Gold retreated 1 percent on a technical sell-off and a decline in safe-haven buying after an initial rally that might have lifted gold to a record high fizzled.[GOL/]
“I think the biggest movement today was a strong reversal in the precious metal sector,” said Francis Campeau, broker at MF Global Canada in Montreal.
U.S. crude oil futures also ended lower as tropical storm Alex in the Gulf of Mexico took a path that offered little serious danger to oil and natural gas production. [O/R]
The Toronto Stock Exchange’s S&P/TSX composite index .GSPTSE closed 100.85 points, or 0.86 percent, lower at 11,607.00. Seven of its 10 main groups were down.
“We’re seeing a decline in the index because of all three heavyweight groups are down,” said Elvis Picardo, analyst and strategist at Global Securities in Vancouver.
In addition to the weaker energy and materials sectors, banks also fell even though leaders at the Group of 20 summit in a Toronto on the weekend agreed to give banks more time to adopt tougher rules. [ID:nN27241260]
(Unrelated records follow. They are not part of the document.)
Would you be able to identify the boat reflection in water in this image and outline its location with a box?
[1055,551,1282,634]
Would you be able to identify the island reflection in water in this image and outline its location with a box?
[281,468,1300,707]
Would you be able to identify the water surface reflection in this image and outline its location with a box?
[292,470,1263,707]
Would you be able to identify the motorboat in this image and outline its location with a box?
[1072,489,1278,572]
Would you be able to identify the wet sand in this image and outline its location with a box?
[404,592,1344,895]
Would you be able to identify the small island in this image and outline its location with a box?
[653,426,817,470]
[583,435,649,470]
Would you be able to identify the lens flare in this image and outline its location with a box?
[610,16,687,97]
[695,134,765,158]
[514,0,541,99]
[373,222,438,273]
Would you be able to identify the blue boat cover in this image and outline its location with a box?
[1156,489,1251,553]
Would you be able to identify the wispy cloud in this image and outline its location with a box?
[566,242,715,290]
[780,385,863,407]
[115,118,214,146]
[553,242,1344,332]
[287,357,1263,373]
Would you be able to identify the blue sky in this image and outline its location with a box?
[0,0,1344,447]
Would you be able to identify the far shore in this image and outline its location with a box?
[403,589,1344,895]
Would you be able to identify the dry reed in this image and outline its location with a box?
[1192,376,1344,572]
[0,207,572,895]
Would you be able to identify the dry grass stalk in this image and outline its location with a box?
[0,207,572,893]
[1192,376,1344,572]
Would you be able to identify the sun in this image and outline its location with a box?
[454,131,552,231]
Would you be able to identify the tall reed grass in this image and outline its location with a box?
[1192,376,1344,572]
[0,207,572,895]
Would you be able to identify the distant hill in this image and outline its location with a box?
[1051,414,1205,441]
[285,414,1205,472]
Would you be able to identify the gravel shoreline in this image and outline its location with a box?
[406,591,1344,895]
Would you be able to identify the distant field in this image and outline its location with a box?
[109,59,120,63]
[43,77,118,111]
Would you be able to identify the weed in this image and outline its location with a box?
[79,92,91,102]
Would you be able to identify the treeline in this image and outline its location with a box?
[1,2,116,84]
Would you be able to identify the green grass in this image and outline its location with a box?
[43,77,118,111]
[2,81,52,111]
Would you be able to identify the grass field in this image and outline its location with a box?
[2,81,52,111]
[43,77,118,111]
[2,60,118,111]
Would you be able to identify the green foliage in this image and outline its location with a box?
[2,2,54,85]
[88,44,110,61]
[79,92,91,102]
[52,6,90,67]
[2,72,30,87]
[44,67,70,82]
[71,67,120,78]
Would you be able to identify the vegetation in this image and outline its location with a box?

The G20 meeting failed to provide many new incentives for the market to trade on, agreeing to let countries take different paths towards assuring lasting growth and making their banking systems safer, a reflection of the uneven and fragile economic recovery in many countries. For more G20 news, please see: [ID:nN18322198]
While targets for debt and deficit ratios in the G20 communique were mildly positive for the market, analysts said they were skeptical about implementation and warned that markets are focused on broader issues right now. [ID:nN27235152]
“Following the summit, we kind of opened flat across the world,” Campeau said. “I don’t think the summit had a huge impact on the indices.”